Alexander, the type of academic who often speaks in thoughtful, long sentences, said he appreciates that Jindal is “data-driven.”

Prior to being governor, Jindal served a brief stint as president of the University of Louisiana System, and he has degrees from Brown University and was a Rhodes Scholar at the University of Oxford, England. Alexander earned a degree from Oxford.

The governor-appointed Board of Supervisors, which frequently has battled with campus leaders, also gave Alexander a positive review on his first year.

“Certainly, he has done a magnificent job,” Chairman Bobby Yarborough said at a recent meeting amid a round of applause from the board. “He’s had a good, successful year.”

The board is in the process of developing a formal review process for the president/chancellor role. The board hasn’t had a formal review policy but it decided to develop one in light of the merger of the president’s and chancellor titles.

Incoming Chairwoman Ann Duplessis said the policy is expected to include yearly reviews, as well as a more comprehensive evaluation every five years.

While tuition is going up at LSU — it will cost about $4,353 for nonresident fees and tuition this semester — Alexander said affordability is a priority for him as he looks to the university’s future.

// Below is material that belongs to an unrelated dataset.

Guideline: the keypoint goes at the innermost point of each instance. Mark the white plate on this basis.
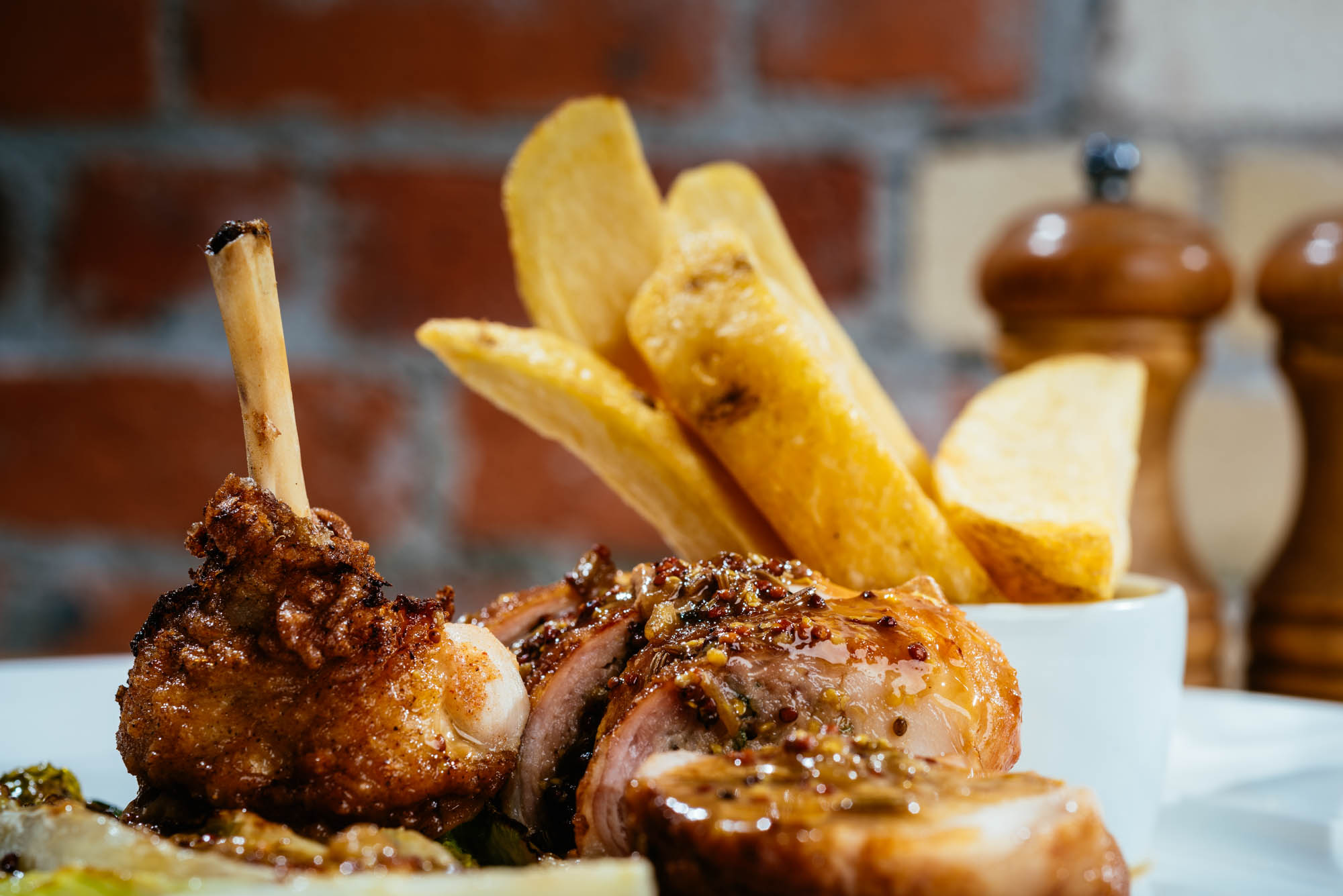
(1254, 795)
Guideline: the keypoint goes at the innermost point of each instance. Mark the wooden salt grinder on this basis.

“Access and affordability and completion, those are three of our major goals,” he said. “I want parents to be armed with all of the information.”

This fall, Alexander is experiencing LSU from that side: the admissions process, the parent orientation, moving a child into her first dorm room.

His daughter Kylie will be attending LSU this fall and living in Blake Hall.

Another daughter is going to the University of Wisconsin — an amusing coincidence, given that LSU opens its football season with a game against Wisconsin in Houston.

“It makes that first football game a little more interesting,” Alexander said jokingly.